In a rare concession, Dalian’s Communist Party chief Tang Jun and mayor Li Wancai on Sunday “tried to appease the crowd by promising to move the polluting project out of the city”, Xinhua said.
Xinhua reported that protesters said the promise was welcome, but added that they wanted a clear timetable for moving the plant. Some of the protesters have refused to move until a timetable is established, Xinhua said.
Protesters including children marched holding banners that declared: “I love Dalian and reject poison”, “return me my home and garden, get out PX, protect Dalian”, and “Return my future generations’ beautiful home”, according to eyewitness accounts.
Six men stood on top of a police van in front of the government building on People’s Square. Photographs on Weibo showed a person in a gas mask wearing a t-shirt that said: “Brother wants to live a few more years”. Xinhua said the main road that passes near the square was blocked off.
“A poster was put on the Internet yesterday calling people to ‘stroll’ on Sunday morning starting from 10 a.m. on the People’s Square, near which the Dalian government is located,” a resident in Dalian, who declined to be named, told Reuters by telephone.
“We know that the typhoon caused some leak of poisonous chemicals from the PX project and we are all worrying about it, because it is a threat to our life,” the resident said. “We hope that such a ‘stroll’ may push the government to do something as soon as possible to dispel our worries.”
Group strolls have become one way for Chinese people to show discontent with the government.
Calls to the Dalian government went unanswered.
Public distrust
Environmental worries have stoked calls for expanded rights for citizens in the one-party state, but this protest has extended it to calls for more government accountability, highlighting the mistrust that Dalian residents have in its leaders.
According to Southern Metropolis News, the Fujia plant started full-scale production in June 2009, but it did not get the mandatory environmental approval from the Liaoning environmental protection bureau until April last year.    

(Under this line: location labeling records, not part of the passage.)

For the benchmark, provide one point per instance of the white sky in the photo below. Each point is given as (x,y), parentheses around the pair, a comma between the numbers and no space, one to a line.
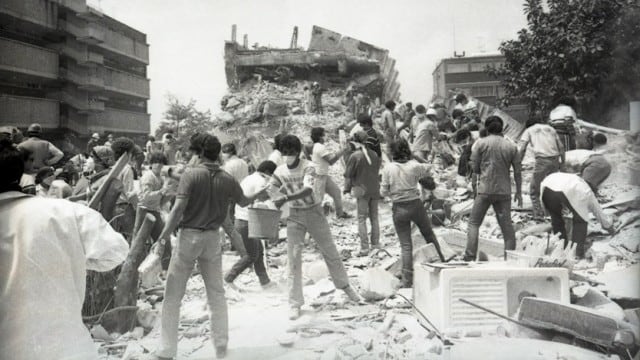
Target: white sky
(187,37)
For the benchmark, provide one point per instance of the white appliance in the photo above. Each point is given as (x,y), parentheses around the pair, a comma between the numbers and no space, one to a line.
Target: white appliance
(496,286)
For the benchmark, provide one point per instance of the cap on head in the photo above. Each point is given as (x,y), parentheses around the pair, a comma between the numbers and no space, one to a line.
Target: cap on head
(34,129)
(460,98)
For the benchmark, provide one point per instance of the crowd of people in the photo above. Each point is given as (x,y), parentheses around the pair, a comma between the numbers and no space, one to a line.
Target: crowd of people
(196,191)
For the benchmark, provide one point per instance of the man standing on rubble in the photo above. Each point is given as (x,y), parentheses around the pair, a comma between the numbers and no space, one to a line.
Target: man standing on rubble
(426,133)
(568,191)
(202,202)
(297,177)
(548,151)
(323,158)
(590,164)
(316,94)
(399,182)
(362,180)
(43,263)
(44,152)
(491,158)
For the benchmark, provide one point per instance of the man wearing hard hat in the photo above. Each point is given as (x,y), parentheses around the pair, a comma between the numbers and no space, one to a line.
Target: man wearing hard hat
(44,152)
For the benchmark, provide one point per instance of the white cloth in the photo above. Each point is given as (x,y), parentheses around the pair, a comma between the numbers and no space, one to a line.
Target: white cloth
(579,194)
(46,246)
(562,111)
(236,167)
(250,185)
(575,158)
(322,165)
(276,157)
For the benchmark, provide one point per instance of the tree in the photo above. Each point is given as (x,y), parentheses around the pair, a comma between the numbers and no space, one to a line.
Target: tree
(586,48)
(184,119)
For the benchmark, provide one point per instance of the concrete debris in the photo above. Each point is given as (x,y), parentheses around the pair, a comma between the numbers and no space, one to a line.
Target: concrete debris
(577,321)
(377,284)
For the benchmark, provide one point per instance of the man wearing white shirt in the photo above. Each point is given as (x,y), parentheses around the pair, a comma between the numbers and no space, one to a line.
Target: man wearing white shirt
(322,159)
(251,185)
(590,164)
(46,247)
(569,191)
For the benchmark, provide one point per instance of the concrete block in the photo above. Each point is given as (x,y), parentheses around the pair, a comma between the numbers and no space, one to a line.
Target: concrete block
(579,321)
(275,108)
(377,284)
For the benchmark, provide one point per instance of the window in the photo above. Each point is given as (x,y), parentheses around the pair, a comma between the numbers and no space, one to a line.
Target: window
(480,66)
(457,68)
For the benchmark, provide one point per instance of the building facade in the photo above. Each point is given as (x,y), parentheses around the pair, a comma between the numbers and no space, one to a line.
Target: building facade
(72,69)
(467,75)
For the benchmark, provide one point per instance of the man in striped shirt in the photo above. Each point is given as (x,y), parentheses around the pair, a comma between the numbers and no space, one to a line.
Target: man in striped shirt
(297,178)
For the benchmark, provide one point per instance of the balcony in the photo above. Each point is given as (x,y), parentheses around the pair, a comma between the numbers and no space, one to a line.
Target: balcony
(18,57)
(124,83)
(79,100)
(79,52)
(43,13)
(125,46)
(114,120)
(90,79)
(76,6)
(22,111)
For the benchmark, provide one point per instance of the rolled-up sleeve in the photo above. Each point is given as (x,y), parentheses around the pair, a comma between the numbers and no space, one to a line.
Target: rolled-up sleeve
(104,248)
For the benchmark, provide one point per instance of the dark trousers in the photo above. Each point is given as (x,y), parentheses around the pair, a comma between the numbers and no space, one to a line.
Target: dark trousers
(405,213)
(255,252)
(502,207)
(554,202)
(156,230)
(542,168)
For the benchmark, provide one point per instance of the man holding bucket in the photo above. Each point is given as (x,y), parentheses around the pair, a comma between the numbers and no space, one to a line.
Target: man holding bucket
(198,212)
(255,250)
(297,178)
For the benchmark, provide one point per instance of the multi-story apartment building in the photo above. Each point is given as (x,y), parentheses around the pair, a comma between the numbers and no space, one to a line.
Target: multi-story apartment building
(72,69)
(467,74)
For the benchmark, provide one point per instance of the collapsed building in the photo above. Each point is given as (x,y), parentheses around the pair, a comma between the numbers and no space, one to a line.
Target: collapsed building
(331,59)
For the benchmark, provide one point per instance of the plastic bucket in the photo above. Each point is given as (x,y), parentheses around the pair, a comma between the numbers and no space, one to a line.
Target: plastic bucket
(263,223)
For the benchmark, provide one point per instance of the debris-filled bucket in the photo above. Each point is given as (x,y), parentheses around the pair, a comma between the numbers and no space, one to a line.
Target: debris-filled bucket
(263,223)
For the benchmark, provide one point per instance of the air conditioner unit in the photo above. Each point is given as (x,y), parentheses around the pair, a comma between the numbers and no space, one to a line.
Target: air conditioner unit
(437,289)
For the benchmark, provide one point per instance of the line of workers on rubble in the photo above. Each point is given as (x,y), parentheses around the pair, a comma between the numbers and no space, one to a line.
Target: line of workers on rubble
(393,158)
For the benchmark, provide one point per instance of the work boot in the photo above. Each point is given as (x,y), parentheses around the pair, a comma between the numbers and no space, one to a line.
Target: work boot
(353,296)
(538,213)
(221,352)
(294,312)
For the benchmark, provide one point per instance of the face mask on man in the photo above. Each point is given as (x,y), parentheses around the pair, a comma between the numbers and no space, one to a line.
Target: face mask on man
(290,159)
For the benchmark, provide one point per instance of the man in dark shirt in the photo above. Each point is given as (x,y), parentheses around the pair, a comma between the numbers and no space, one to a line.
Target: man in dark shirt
(198,212)
(491,158)
(362,180)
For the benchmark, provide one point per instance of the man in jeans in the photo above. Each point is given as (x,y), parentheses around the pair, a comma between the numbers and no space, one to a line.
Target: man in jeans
(255,250)
(491,158)
(297,177)
(548,150)
(361,179)
(322,159)
(400,180)
(199,210)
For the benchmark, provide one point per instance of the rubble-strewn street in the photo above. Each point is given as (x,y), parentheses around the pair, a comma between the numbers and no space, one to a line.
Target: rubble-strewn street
(316,211)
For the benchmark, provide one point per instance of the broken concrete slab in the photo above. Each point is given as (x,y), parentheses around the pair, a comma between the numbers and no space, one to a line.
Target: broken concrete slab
(621,283)
(578,321)
(526,349)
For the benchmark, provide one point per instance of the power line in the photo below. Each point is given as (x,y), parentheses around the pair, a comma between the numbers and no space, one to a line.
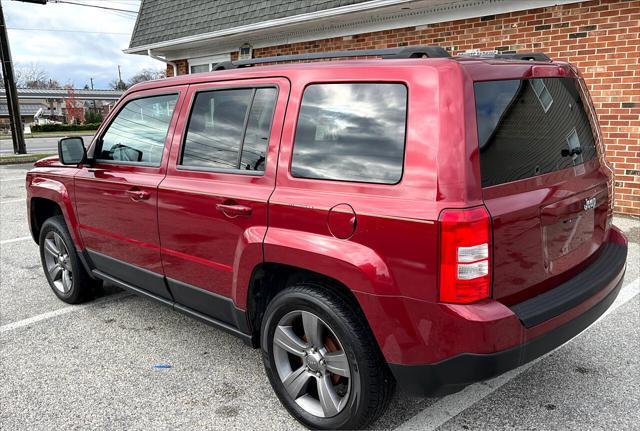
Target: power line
(63,30)
(94,6)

A photograph on Weibo showed crowds sitting in front of the government building, with some people holding a banner that said “stamp out corruption”.   
Chinese authorities, which are quick to suppress dissent from spreading, blocked searches on Weibo for “PX”, “Dalian”, and “Dalian protests”. Search results for these terms showed pages that said “according to relevant laws, regulations and policies, search results are not displayed”.
A serious chemical leakage would be a fresh headache for Liaoning, which recently suffered an oil spill from two offshore platforms. Pollutants from that spill have been found spreading to beaches, and been blamed for losses to tourism and aquatic farming businesses, Xinhua reported in July.
China’s leaders have vowed to create a more “harmonious society” with cleaner air and water, even at the cost of slower economic growth.
But this dispute pits citizens against local officials whose priority often remains attracting fresh investment and revenue.
The Xiamen authorities in southern Fujian province were forced to scrap a similar PX project in 2008 after thousands of people in the city took to the streets.
The chemical PX can cause eye, nose or throat irritation and chronic exposure may result in death.